Combinatorial Inequalities

Tereza solved the following inequality for $x\in\mathbb{N}$: $${x+1\choose5}\geq5\cdot{x-1\choose 5}$$

(1) First, Tereza converted binomial coefficients into expressions with factorials: $$\frac{(x+1)!}{5!\cdot(x-4)!}\geq5\cdot\frac{(x-1)!}{5!\cdot(x-6)!}$$

(2) She expanded factorials: $$\frac{(x+1)x(x-1)(x-2)(x-3)(x-4)!}{5!\cdot(x-4)!}\geq5\cdot\frac{(x-1)(x-2)(x-3)(x-4)(x-5)(x-6)!}{5!\cdot(x-6)!}$$ (3) She simplified expressions on both sides of the inequality by cancelling common factorials in the numerators and denominators: $$\frac{(x+1)x(x-1)(x-2)(x-3)}{5!}\geq5\cdot\frac{(x-1)(x-2)(x-3)(x-4)(x-5)}{5!}$$ (4) Next, she multiplied both sides of the inequality by $5!$: $$(x+1)x(x-1)(x-2)(x-3)\geq5\cdot(x-1)(x-2)(x-3)(x-4)(x-5)$$ (5) She then divided both sides of the inequality by the expression $(x-1)(x-2)(x-3)$: $$(x+1)x\geq5(x-4)(x-5)$$ (6) Tereza expanded the parentheses and simplified the resulting quadratic inequality to its standard form: \begin{aligned} x^2+x&\geq5(x^2-4x-5x+20)\cr x^2+x&\geq5x^2-45x+100\cr 4x^2-46x+100&\leq0\cr 2x^2-23x+50&\leq0 \end{aligned} (7) She found the roots of the corresponding quadratic equation: $$2x^2-23x+50=0$$ $$x_1\approx2.91,\quad x_2\approx 8.59$$ (8) Finally, Tereza determined the solution of the inequality, considering only the set of natural numbers: $$K=\left\{3,4,5,6,7,8\right\}$$ Tereza’s classmates commented on her solution. Which of them commented incorrectly?

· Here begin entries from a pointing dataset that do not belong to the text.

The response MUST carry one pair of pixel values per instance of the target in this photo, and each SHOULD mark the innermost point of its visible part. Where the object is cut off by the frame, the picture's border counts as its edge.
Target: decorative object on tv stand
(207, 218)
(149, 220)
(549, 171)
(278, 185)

• Adam says that Tereza’s solution is correct.
• David believes that Tereza made a mistake in step (5). He argues that dividing the inequality by the expression $(x-1)(x-2)(x-3)$, could lead to lost solutions. The problem is that one cannot divide an inequality by an expression without knowing its sign.
• Peter agrees with David. He claims that after accounting for the lost solutions, the correct result should be: $$K=\left\{1,2,3,4,5,6,7,8\right\}$$
• Nikola thinks that Tereza forgot to use the conditions for the existence of binomial coefficients. For a binomial coefficient ${n\choose k}$, it holds that $n\geq k\geq 0$. Thus, for the existence of the binomial coefficients $${x+1\choose5}\quad\mbox{and}\quad{x-1\choose 5}$$ it must hold that: $$(x+1\geq5\wedge x-1\geq5)\Rightarrow(x\geq4\wedge x\geq6)\Rightarrow x\geq6$$
• Sandra adds that if we had known the condition $x\geq6$ from the beginning, we could have divided by the expression $(x-1)(x-2)(x-3)$ in step (5), since we would have known that this expression is positive.
• Tom says that all indications suggest the final solution must be $K=\left\{6,7,8\right\}$.